Rasûlullah -sallâllâhu aleyhi ve sellem:
“-O köşkler; güzel söz söyleyen, yemek yediren, oruca devam eden ve insanlar uykuda iken geceleri namaz kılanlar içindir.” (Ahmed bin Hanbel, Müsned, 1268)
“Cennette yüz derece vardır. Her iki derece arasındaki mesafe, gökle yeryüzü arası kadardır. Firdevs, derece olarak en üstünü olup cennetin dört ırmağı buradan fışkırır. Arş da bunun üstünde bulunur. Allah’tan cennet istediğinizde Firdevs’i isteyiniz.” (Ahmed bin Hanbel, Müsned, 21627)
“Cennete girecek olan ilk grubun şekli ve görüntüsü, ayın dolunay gecesindeki görüntüsü gibidir. Orada tükürme yok, sümkürme yok, tuvalete çıkma ihtiyacı yok. Kullanılan kaplar altından, tarakları altından ve gümüşten, buhurdanlıkları öd ağacındandır.
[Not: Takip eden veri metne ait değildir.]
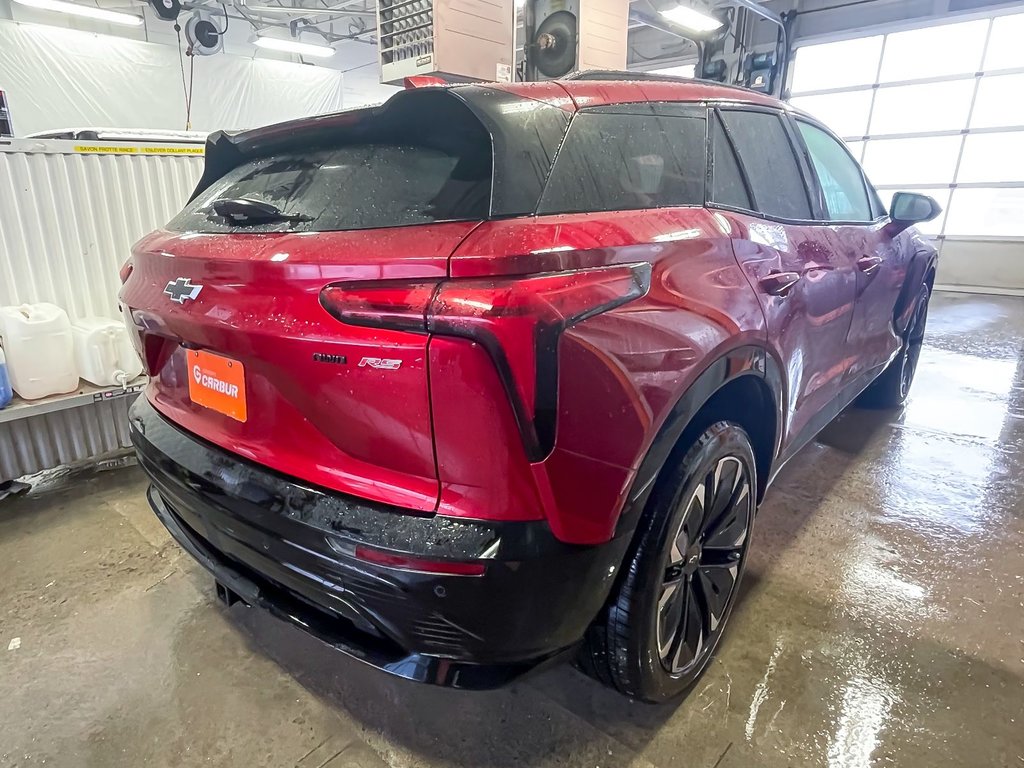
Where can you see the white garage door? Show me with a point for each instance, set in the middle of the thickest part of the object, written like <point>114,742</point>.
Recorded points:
<point>938,109</point>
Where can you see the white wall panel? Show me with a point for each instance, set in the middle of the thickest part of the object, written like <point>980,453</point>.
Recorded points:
<point>68,219</point>
<point>64,437</point>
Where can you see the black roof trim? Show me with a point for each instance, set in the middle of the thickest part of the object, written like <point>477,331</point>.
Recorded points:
<point>651,76</point>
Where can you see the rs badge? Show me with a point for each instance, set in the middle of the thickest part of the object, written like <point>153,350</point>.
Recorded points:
<point>381,364</point>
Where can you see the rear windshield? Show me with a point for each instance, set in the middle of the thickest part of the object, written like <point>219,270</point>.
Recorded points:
<point>354,186</point>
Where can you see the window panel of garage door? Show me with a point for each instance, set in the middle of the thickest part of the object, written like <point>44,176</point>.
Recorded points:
<point>911,161</point>
<point>932,107</point>
<point>931,51</point>
<point>1005,49</point>
<point>837,65</point>
<point>987,212</point>
<point>845,113</point>
<point>999,102</point>
<point>992,157</point>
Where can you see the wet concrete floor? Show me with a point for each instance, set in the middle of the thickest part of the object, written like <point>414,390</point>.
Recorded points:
<point>882,621</point>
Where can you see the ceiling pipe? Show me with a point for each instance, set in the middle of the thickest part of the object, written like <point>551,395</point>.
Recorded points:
<point>646,19</point>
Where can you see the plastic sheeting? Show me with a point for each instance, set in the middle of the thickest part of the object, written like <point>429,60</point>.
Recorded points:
<point>56,78</point>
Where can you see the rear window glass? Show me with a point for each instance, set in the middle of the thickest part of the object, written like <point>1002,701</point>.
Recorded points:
<point>770,163</point>
<point>614,162</point>
<point>354,186</point>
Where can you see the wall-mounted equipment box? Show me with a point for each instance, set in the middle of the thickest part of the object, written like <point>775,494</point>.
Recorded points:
<point>564,36</point>
<point>457,40</point>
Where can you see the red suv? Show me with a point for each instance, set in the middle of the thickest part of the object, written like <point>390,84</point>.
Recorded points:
<point>497,373</point>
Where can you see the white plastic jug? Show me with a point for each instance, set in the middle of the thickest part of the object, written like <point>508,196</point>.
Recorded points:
<point>103,351</point>
<point>40,350</point>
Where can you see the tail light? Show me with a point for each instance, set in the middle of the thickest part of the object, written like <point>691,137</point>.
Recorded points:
<point>517,320</point>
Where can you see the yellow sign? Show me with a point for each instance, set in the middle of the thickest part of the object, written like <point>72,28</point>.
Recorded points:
<point>140,150</point>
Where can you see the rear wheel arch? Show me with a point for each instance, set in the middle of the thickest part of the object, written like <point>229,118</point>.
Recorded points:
<point>921,270</point>
<point>743,386</point>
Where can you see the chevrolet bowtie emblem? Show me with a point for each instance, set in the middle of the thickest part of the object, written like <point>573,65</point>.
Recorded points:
<point>180,290</point>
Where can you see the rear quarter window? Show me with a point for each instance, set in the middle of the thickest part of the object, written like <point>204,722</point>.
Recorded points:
<point>612,161</point>
<point>357,186</point>
<point>770,163</point>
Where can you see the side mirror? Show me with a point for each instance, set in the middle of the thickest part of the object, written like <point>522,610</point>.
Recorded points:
<point>908,209</point>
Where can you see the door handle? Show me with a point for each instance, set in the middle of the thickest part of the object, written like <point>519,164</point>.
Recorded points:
<point>779,284</point>
<point>869,264</point>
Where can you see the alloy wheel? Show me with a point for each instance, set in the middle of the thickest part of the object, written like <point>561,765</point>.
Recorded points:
<point>704,564</point>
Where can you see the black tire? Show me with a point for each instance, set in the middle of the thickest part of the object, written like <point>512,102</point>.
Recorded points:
<point>641,643</point>
<point>893,385</point>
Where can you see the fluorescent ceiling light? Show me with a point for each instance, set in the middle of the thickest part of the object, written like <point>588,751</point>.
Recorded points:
<point>691,18</point>
<point>100,14</point>
<point>295,46</point>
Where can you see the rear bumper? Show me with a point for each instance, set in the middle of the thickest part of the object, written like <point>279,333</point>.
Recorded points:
<point>289,548</point>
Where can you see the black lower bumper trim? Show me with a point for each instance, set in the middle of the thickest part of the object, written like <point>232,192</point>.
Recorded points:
<point>233,587</point>
<point>281,545</point>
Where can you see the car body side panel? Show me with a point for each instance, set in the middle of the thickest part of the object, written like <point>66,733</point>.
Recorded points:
<point>871,330</point>
<point>808,327</point>
<point>622,372</point>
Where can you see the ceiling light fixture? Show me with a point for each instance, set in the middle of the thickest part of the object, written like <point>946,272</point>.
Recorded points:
<point>294,46</point>
<point>89,11</point>
<point>690,18</point>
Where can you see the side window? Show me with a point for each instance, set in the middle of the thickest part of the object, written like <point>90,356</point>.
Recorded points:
<point>612,161</point>
<point>727,185</point>
<point>770,163</point>
<point>840,176</point>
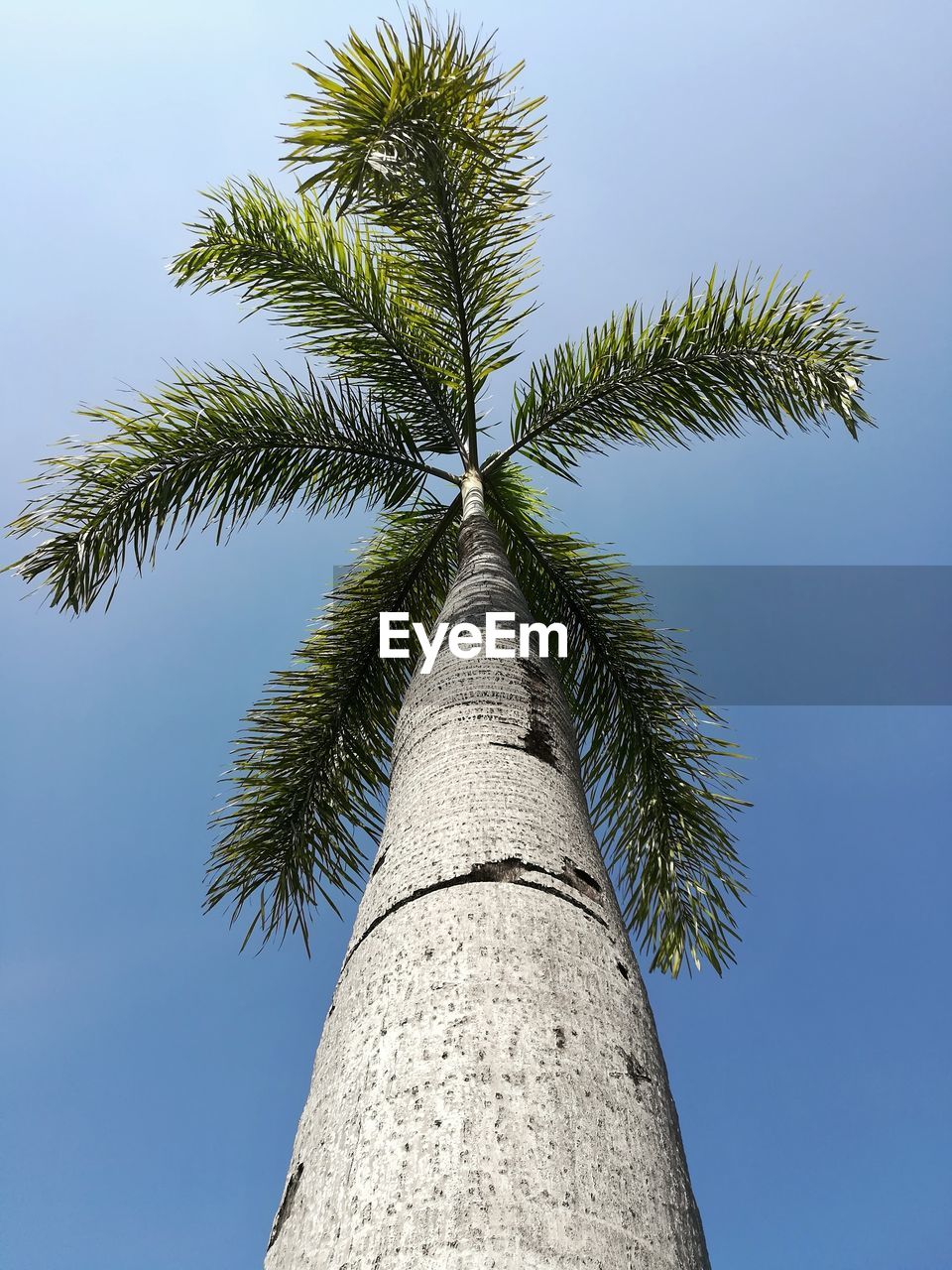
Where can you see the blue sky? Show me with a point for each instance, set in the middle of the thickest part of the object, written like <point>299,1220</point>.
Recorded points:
<point>151,1076</point>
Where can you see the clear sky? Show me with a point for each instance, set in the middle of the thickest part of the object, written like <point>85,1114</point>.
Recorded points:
<point>151,1076</point>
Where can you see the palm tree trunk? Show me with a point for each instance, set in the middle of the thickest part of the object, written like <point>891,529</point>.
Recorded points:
<point>489,1089</point>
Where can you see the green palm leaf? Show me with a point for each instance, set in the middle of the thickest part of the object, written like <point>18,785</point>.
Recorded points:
<point>730,353</point>
<point>212,445</point>
<point>311,766</point>
<point>421,135</point>
<point>655,769</point>
<point>339,287</point>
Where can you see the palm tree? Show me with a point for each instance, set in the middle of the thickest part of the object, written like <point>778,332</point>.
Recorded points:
<point>489,1087</point>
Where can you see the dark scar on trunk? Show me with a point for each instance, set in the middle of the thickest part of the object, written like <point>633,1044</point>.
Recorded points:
<point>634,1069</point>
<point>513,870</point>
<point>537,739</point>
<point>287,1199</point>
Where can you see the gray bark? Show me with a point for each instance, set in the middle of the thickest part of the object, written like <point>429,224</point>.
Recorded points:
<point>489,1089</point>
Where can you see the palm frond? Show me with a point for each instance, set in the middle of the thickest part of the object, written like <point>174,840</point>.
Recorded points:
<point>336,286</point>
<point>655,769</point>
<point>421,132</point>
<point>311,765</point>
<point>213,445</point>
<point>733,352</point>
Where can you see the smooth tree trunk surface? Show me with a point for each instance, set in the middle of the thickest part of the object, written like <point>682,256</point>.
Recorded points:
<point>489,1089</point>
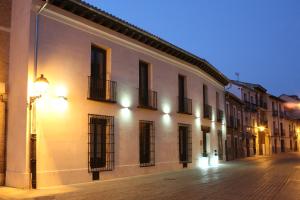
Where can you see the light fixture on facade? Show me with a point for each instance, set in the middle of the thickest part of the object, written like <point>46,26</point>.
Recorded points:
<point>41,85</point>
<point>261,128</point>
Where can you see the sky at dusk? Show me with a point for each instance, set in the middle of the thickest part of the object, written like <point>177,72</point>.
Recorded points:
<point>260,39</point>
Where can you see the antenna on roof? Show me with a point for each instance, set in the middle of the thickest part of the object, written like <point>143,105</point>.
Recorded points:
<point>237,76</point>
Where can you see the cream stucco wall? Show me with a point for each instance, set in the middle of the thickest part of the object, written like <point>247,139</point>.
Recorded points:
<point>64,58</point>
<point>62,134</point>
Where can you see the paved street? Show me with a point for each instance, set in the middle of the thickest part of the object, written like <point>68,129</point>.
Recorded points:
<point>276,177</point>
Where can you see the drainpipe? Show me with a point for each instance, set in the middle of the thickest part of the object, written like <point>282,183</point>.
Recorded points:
<point>4,101</point>
<point>32,112</point>
<point>36,42</point>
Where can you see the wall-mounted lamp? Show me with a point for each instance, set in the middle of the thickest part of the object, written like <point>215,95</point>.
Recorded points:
<point>41,85</point>
<point>261,128</point>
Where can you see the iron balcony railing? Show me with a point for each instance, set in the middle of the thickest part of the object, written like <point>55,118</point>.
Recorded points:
<point>220,115</point>
<point>264,122</point>
<point>184,105</point>
<point>263,104</point>
<point>275,113</point>
<point>148,99</point>
<point>275,131</point>
<point>282,114</point>
<point>207,111</point>
<point>282,132</point>
<point>102,90</point>
<point>230,122</point>
<point>250,107</point>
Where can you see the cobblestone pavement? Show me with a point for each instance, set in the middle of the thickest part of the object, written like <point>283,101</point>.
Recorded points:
<point>276,177</point>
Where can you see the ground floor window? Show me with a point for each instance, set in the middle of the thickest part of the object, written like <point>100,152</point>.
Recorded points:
<point>147,144</point>
<point>220,145</point>
<point>101,143</point>
<point>185,143</point>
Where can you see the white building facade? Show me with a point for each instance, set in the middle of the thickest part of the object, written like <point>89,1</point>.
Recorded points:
<point>120,101</point>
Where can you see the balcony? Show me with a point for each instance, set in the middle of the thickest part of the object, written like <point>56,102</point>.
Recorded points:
<point>220,115</point>
<point>147,99</point>
<point>282,132</point>
<point>184,105</point>
<point>264,122</point>
<point>275,113</point>
<point>263,104</point>
<point>282,114</point>
<point>250,107</point>
<point>233,122</point>
<point>275,131</point>
<point>207,111</point>
<point>102,90</point>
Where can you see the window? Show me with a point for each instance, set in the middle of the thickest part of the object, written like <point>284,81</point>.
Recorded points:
<point>100,89</point>
<point>245,97</point>
<point>207,108</point>
<point>101,143</point>
<point>147,144</point>
<point>185,143</point>
<point>147,98</point>
<point>184,104</point>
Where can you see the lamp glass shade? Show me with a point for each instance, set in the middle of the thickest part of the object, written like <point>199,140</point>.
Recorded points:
<point>41,85</point>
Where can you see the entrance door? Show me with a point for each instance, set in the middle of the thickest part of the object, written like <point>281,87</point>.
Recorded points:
<point>181,93</point>
<point>235,147</point>
<point>98,73</point>
<point>248,147</point>
<point>183,145</point>
<point>282,146</point>
<point>275,143</point>
<point>97,145</point>
<point>254,145</point>
<point>220,145</point>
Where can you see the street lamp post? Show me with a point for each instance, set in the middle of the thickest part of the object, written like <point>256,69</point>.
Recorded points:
<point>41,87</point>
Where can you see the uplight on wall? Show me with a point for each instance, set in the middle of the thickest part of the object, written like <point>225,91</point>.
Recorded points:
<point>60,101</point>
<point>41,85</point>
<point>166,108</point>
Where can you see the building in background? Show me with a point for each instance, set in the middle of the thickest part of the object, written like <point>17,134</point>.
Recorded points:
<point>120,101</point>
<point>237,142</point>
<point>292,112</point>
<point>255,119</point>
<point>5,20</point>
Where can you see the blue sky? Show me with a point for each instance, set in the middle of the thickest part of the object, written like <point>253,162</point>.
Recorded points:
<point>260,39</point>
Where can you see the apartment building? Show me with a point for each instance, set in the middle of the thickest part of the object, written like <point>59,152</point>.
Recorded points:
<point>255,119</point>
<point>292,114</point>
<point>278,124</point>
<point>5,19</point>
<point>237,142</point>
<point>119,102</point>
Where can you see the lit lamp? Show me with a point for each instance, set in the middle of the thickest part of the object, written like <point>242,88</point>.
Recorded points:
<point>261,128</point>
<point>41,85</point>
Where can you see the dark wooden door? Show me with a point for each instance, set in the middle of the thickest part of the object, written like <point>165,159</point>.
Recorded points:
<point>143,83</point>
<point>183,143</point>
<point>98,73</point>
<point>181,92</point>
<point>98,143</point>
<point>145,143</point>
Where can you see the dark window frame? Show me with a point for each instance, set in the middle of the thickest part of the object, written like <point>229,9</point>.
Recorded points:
<point>108,165</point>
<point>189,153</point>
<point>149,160</point>
<point>99,87</point>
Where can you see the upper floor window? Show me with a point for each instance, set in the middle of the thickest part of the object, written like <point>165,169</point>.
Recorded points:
<point>185,143</point>
<point>184,104</point>
<point>219,111</point>
<point>100,87</point>
<point>147,143</point>
<point>101,144</point>
<point>147,97</point>
<point>207,108</point>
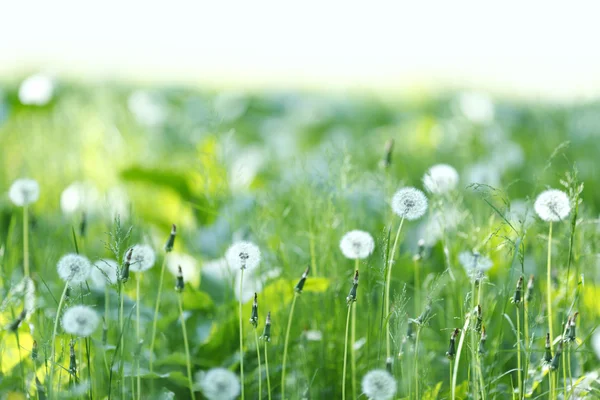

Terleri misk gibidir…” (Müslim, Cennet Bâbı )
“Cennetteki nimetlerden bir tırnağın taşıyabileceği kadar az bir şey dünyaya gösterilmiş olsaydı, gökler ve yeryüzü, her tarafıyla süs içerisinde kalırdı. Cennetliklerden bir kişi dünyaya bir baksa ve bileziklerinden biri dünyaya görünse, güneşin yıldızların ışığını silip süpürdüğü gibi o da güneşin ışığını silip süpürürdü.” (Ahmed bin Hanbel, Müsned, 1371)
* * *
Bir adam, Rasûlullah -sallâllâhu aleyhi ve sellem-’e:
“-Ey Allâh’ın Rasûlü! Cennette at var mıdır?” diye sordu. Rasulullah -sallâllâhu aleyhi ve sellem-:
“-Allah seni cennetine koyarsa, orada senin istediğin şekilde kırmızı yakuttan bir ata bindirilip dilediğin yere uçabilirsin.”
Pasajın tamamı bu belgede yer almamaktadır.